The recipe for this hearty and delicious “stoup” (too thick to be a soup, not quite a stew) actually hits many of those great Pantry Staples buttons, so it could just as easily fit into the “pantry staples-tinned vegetables” post I’ll be writing soon; however, that the base of this “stoup” is tinned tomatoes, so it best fits here. This recipe is heavily inspired by good friend of mine who created the original soup recipe (which she calls a “minestrone”), as she needed something in a hurry to feed her family while rushing out the door for work. Her slow cooker got a lot of love on those hectic days. She just waited until she got home to boil up some pasta to add to the soup at the last minute so it wouldn’t go squidgy cooking all day, or she made it without pasta (which is just as delicious and suitable for gluten free diets as well).

This “stoup” is also delicious spooned over hot rice for a super cheap, extendable, and filling meal. Feel free to change up the vegetables to your favourites that are equivalent in weight and density, and it should work out fine. If you only have tinned vegetables that you need using up, that’s fine too; just remember they need far less cooking than fresh or frozen (add any drained tinned vegetables like peas, corn, carrots, mushrooms, green or waxed beans, sliced potatoes etc. in the final hour of cooking).
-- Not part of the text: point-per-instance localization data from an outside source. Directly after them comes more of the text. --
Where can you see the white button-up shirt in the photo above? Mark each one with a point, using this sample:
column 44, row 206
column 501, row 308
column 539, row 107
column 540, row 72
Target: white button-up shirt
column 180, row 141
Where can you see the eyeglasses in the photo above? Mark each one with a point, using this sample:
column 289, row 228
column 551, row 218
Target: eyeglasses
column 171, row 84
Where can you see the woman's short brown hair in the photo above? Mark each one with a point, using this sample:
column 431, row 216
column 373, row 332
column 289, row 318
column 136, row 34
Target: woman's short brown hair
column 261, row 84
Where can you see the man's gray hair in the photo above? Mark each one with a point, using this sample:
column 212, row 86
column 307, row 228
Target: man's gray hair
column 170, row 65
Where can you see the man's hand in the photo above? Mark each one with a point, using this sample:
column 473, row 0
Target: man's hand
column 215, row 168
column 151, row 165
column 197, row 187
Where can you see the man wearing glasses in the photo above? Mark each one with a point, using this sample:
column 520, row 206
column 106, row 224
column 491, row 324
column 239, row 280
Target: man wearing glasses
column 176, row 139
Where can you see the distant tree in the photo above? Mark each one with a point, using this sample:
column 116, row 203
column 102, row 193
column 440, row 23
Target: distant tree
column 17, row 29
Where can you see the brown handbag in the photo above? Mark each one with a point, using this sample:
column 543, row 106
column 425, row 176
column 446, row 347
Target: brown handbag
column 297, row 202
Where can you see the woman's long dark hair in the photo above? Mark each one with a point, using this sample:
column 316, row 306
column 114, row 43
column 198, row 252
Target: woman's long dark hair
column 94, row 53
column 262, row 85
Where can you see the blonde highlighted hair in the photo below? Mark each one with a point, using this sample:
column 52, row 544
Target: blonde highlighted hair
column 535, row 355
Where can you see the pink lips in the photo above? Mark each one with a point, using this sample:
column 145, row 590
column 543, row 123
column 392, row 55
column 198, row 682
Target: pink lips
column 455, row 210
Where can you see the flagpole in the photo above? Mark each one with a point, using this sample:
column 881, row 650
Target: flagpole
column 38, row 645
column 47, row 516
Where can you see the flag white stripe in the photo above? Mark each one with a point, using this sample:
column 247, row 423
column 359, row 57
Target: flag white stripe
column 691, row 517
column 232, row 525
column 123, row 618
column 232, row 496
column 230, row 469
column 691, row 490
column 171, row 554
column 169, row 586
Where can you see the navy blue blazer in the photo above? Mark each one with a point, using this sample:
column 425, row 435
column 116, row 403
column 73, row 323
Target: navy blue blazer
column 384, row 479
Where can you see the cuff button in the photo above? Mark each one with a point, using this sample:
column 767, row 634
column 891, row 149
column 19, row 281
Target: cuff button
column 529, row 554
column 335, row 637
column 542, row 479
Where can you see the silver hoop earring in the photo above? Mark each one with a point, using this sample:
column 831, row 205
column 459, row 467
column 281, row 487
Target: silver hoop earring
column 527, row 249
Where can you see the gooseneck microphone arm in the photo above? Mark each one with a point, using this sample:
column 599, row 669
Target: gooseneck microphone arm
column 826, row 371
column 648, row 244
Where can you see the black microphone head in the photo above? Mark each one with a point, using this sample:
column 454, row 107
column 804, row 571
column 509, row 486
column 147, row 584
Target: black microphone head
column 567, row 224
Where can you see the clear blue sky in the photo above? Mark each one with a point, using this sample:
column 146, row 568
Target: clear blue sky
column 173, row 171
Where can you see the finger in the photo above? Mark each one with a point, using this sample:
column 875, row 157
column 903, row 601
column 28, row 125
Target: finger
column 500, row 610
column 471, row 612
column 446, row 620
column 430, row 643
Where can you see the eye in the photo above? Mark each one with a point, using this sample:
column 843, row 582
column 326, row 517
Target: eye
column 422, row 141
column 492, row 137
Sautéing the mirepoix vegetables always adds a beautiful depth of flavour, but if you’re in a hurry and need a toss-and-forget soup for your slow cooker while you do other things, it can be omitted.

Pantry Slow Cooker Tomato Bean “Stoup”

This version has ground “meef” (vegetarian soybeef) in it – this soup is great if you want to add meat to this soup to make it more stew-like

YIELD: 6-8 servings | PREP: 5-10 minutes | COOK: 8 hours (slow cooker) or 30 min (stovetop)

  • 2 tbsp olive oil
  • 2 cups frozen mirepoix vegetables (celery, onion, carrot) – or the next three items instead
    • 2 stalks celery, trimmed and diced
    • 1 medium onion (white or red), peeled and diced
    • 1 carrot, peeled and diced
  • 2 tsp/10mL jarred minced garlic – or 2 cloves garlic, peeled and minced finely
  • 2 cups fresh, frozen or tinned vegetables of your choice
  • 1 tbsp Italian seasoning (or 1 tsp each dried oregano, basil, and thyme)
  • 1 tsp lemon pepper
  • Salt and cracked black pepper to taste
  • 2 medium sized tins (about 3 cups) diced tomatoes (seasoned is fine)
  • 1 750-900mL bottle passata (or equivalent in tomato puree/crushed tomatoes)
  • 2 medium tins beans of your choice (red or white kidney beans, black beans, pinto, romano, cannelini, etc.)
  • 4 cups vegetable broth (preferably low sodium)

Optional Additions:

  • 1 tbsp/15mL lemon juice
  • 1 cup/~85g uncooked macaroni-type pasta (substitute your favourite GF pasta if preferred)
  • 1/4 cup/25g finely shredded Parmesan cheese (or a sprinkling of nutritional yeast for vegan version)
  • 1 cup/220g pre-cooked ground beef/meef/chicken/turkey/taco meat, cooked diced chicken or turkey, or crumbled tofu
  1. If you have time, quickly sauté the mirepoix vegetables, garlic, and any fresh vegetables of your choice in the olive oil until the onions are translucent; add the herbs and seasonings in the last few minutes of cooking, and then dump the lot into your waiting slow cooker or large soup pot.
  2. Add diced tomatoes, passata, beans and broth to slow cooker and mix to combine; slow cook on low for 8 hours/high for 2-3 hours, or over the stove for about 30 minutes at a simmer. Adjust for seasoning at this point and add the optional lemon juice to “brighten” the flavours.
  3. If adding pasta, meat and/or tinned veggies, add them at the last 30 minutes of slow cooking, or the last 10 minutes of stovetop cooking.
  4. Serve hot with (optional) cheese or nutritional yeast.